Lets increase the max_page_size to 100 again to show other ways to paginate through the results.
If I run the original request again…
curl -X GET "http://localhost:5000/trustgroup1/collections/91a7b528-80eb-42ed-a74d-c6fbd5a26116/manifest/" \
-H "Authorization: Basic YWRtaW46UGFzc3dvcmQw" \
-H "Accept: application/taxii+json;version=2.1"
{
"more":false,
"objects":[
{
"date_added":"2014-05-08T09:00:00.000000Z",
"id":"relationship--2f9a9aa9-108a-4333-83e2-4fb25add0463",
"media_type":"application/stix+json;version=2.1",
"version":"2014-05-08T09:00:00.000Z"
},
{
"date_added":"2016-11-01T03:04:05.000000Z",
"id":"indicator--cd981c25-8042-4166-8945-51178443bdac",
"media_type":"application/stix+json;version=2.1",
"version":"2014-05-08T09:00:00.000Z"
},
{
"date_added":"2017-01-20T00:00:00.000000Z",
"id":"marking-definition--34098fce-860f-48ae-8e50-ebd3cc5e41da",
"media_type":"application/stix+json;version=2.1",
"version":"2017-01-20T00:00:00.000Z"
},
{
"date_added":"2017-01-27T13:49:59.997000Z",
"id":"malware--c0931cc6-c75e-47e5-9036-78fabc95d4ec",
"media_type":"application/stix+json;version=2.1",
"version":"2017-01-27T13:49:53.997Z"
},
{
"date_added":"2017-12-31T13:49:53.935000Z",
"id":"indicator--6770298f-0fd8-471a-ab8c-1c658a46574e",
"media_type":"application/stix+json;version=2.1",
"version":"2017-01-27T13:49:53.935Z"
}
]
}
You’ll see there are no more pages, all 5 object print withing the 100 limit.
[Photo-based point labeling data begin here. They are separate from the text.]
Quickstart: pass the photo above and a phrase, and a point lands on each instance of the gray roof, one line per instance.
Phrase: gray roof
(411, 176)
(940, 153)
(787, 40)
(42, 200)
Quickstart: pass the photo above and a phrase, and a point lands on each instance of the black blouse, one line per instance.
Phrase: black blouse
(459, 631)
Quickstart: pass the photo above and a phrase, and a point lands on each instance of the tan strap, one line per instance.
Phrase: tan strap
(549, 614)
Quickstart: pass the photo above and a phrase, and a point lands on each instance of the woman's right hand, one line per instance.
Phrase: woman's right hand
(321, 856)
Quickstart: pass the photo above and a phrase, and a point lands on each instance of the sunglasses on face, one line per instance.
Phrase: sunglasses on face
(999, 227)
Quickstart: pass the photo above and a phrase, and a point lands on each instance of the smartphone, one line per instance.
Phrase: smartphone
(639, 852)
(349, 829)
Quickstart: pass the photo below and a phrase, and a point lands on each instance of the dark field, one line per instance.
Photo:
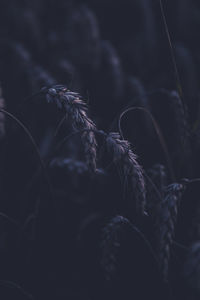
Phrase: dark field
(99, 150)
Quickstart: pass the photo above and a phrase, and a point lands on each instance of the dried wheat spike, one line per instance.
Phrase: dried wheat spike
(2, 116)
(127, 160)
(166, 220)
(76, 111)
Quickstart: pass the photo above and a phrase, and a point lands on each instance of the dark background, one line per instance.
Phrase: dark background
(116, 54)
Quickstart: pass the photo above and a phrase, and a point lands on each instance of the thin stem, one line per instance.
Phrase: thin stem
(159, 134)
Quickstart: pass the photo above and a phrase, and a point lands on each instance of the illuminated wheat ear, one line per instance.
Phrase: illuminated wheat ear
(76, 111)
(124, 157)
(165, 225)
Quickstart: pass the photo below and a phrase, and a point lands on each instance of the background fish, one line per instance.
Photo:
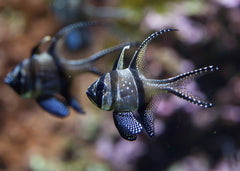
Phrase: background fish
(47, 76)
(126, 90)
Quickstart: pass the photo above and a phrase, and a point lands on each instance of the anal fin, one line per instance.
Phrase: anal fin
(127, 125)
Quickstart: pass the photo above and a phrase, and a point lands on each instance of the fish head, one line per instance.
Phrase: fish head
(20, 79)
(100, 92)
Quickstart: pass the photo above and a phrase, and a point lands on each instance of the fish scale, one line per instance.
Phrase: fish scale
(124, 102)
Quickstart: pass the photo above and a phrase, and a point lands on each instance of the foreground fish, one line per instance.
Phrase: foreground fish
(126, 90)
(45, 76)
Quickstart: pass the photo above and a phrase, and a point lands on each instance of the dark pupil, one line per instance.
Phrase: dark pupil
(101, 88)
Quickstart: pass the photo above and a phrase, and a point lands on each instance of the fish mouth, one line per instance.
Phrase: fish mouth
(91, 97)
(8, 79)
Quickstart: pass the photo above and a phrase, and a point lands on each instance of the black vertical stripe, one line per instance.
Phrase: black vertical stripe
(99, 90)
(114, 79)
(141, 91)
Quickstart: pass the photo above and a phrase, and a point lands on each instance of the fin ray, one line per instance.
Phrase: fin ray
(137, 61)
(127, 125)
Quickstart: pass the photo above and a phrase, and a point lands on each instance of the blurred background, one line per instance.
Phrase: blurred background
(188, 138)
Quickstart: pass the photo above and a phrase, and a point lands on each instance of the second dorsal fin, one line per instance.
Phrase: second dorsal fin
(119, 62)
(137, 61)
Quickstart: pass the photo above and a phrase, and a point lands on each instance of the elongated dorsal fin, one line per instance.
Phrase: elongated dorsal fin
(137, 61)
(119, 62)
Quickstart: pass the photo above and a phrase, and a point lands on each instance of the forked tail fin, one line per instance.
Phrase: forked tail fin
(175, 85)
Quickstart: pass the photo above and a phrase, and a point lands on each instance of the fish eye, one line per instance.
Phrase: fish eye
(101, 88)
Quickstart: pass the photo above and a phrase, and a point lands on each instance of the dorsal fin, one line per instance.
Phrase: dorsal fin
(119, 62)
(137, 61)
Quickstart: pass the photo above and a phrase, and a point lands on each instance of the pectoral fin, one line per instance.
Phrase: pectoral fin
(147, 116)
(127, 125)
(53, 106)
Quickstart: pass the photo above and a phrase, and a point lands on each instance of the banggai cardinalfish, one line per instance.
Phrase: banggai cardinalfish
(47, 76)
(126, 90)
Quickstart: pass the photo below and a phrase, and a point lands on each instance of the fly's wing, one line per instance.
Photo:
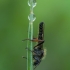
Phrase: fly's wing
(41, 34)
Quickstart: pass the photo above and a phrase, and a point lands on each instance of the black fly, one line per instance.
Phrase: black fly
(38, 50)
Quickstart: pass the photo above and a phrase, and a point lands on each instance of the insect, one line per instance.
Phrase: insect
(38, 51)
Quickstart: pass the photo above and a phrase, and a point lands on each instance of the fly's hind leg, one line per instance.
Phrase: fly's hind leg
(39, 43)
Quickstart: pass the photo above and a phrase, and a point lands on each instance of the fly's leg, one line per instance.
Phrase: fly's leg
(34, 40)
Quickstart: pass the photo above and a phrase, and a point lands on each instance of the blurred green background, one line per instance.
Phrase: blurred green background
(14, 26)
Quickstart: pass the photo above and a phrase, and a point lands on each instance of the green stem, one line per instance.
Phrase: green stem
(30, 36)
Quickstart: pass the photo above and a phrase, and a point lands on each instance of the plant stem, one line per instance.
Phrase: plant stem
(30, 36)
(32, 4)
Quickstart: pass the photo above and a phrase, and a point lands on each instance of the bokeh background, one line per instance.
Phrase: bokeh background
(14, 26)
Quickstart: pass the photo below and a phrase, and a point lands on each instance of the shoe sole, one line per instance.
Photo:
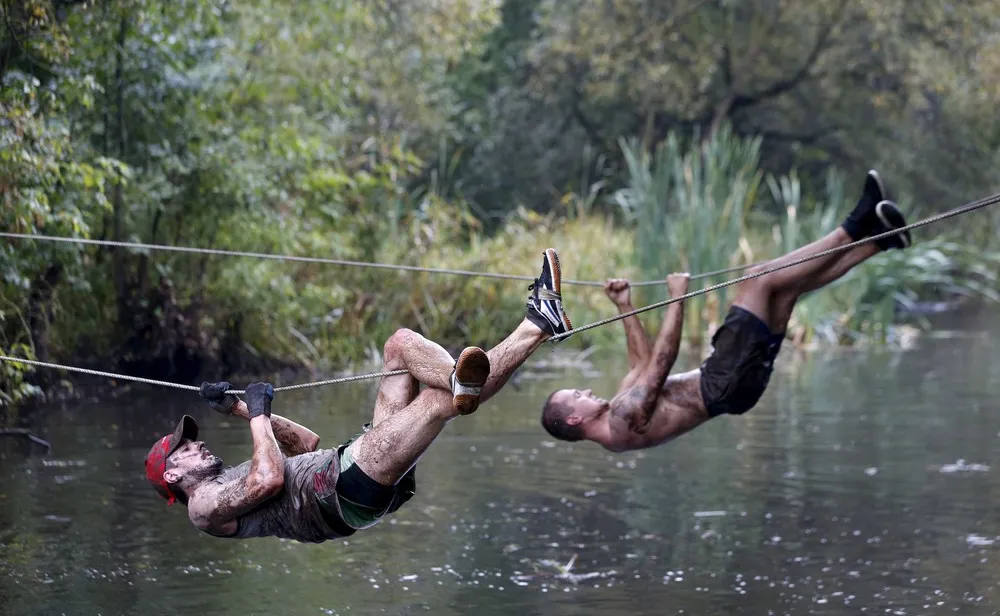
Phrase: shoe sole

If needed you can also limit the results manually on the object/manifest endpoint using the limit parameter, like so;
curl -X GET "http://localhost:5000/trustgroup1/collections/91a7b528-80eb-42ed-a74d-c6fbd5a26116/manifest/?limit=2" \
-H "Authorization: Basic YWRtaW46UGFzc3dvcmQw" \
-H "Accept: application/taxii+json;version=2.1"
{
"more":true,
"next":"adf37226-e8c0-46f5-9d36-7640ef126b71",
"objects":[
{
"date_added":"2014-05-08T09:00:00.000000Z",
"id":"relationship--2f9a9aa9-108a-4333-83e2-4fb25add0463",
"media_type":"application/stix+json;version=2.1",
"version":"2014-05-08T09:00:00.000Z"
}
]
}
If you’re following along with me you’ll also notice in the header of response two properties; X-TAXII-Date-Added-First and X-TAXII-Date-Added-Last. These headers are returned by the objects/manifest endpoints. These headers contain the date/time value of when the first and last records of those returned on that page (NOT the collection). For example,
curl -X GET "http://localhost:5000/trustgroup1/collections/91a7b528-80eb-42ed-a74d-c6fbd5a26116/manifest/" \
-H "Authorization: Basic YWRtaW46UGFzc3dvcmQw" \
-H "Accept: application/taxii+json;version=2.1"
HTTP/1.1 200 OK
Server: Werkzeug/3.0.1 Python/3.11.6
Date: Thu, 2 Dec 2020 21:11:48 GMT
X-TAXII-Date-Added-First: 2014-05-08T09:00:00.000000Z
X-TAXII-Date-Added-Last: 2017-12-31T13:49:53.935000Z
Content-Type: application/taxii+json;version=2.1
Content-Length: 1008
Connection: close
{
"more":false,
"objects":[
{
"date_added":"2014-05-08T09:00:00.000000Z",
"id":"relationship--2f9a9aa9-108a-4333-83e2-4fb25add0463",
"media_type":"application/stix+json;version=2.1",
"version":"2014-05-08T09:00:00.000Z"
},
...
If the more property is set to true and the next property is empty (because this is not a required property for TAXII servers) then the client may paginate through the remaining records by using the added_after URL parameter with the date/time value from the X-TAXII-Date-Added-Last header along with the same original query options. For example;
curl -X GET "http://localhost:5000/trustgroup1/collections/91a7b528-80eb-42ed-a74d-c6fbd5a26116/manifest/?added_after=2017-12-31T13:49:53.935000Z" \
-H "Authorization: Basic YWRtaW46UGFzc3dvcmQw" \
-H "Accept: application/taxii+json;version=2.1"
{}
Returns no results, but I knew this (because there are only 5 records, and the more property for the last request was false)
Object Versions
To retrieve all object versions, you can use the object version endpoint, here I’m using the second object returned in the previous response;
curl -X GET "http://localhost:5000/trustgroup1/collections/91a7b528-80eb-42ed-a74d-c6fbd5a26116/objects/indicator--cd981c25-8042-4166-8945-51178443bdac/versions/" \
-H "Authorization: Basic YWRtaW46UGFzc3dvcmQw" \
-H "Accept: application/taxii+json;version=2.1"
{
"more": false,
"versions": [
"2014-05-08T09:00:00.000Z"
]
}
Here I can see one object exists (objects are versions by modified date in the STIX object).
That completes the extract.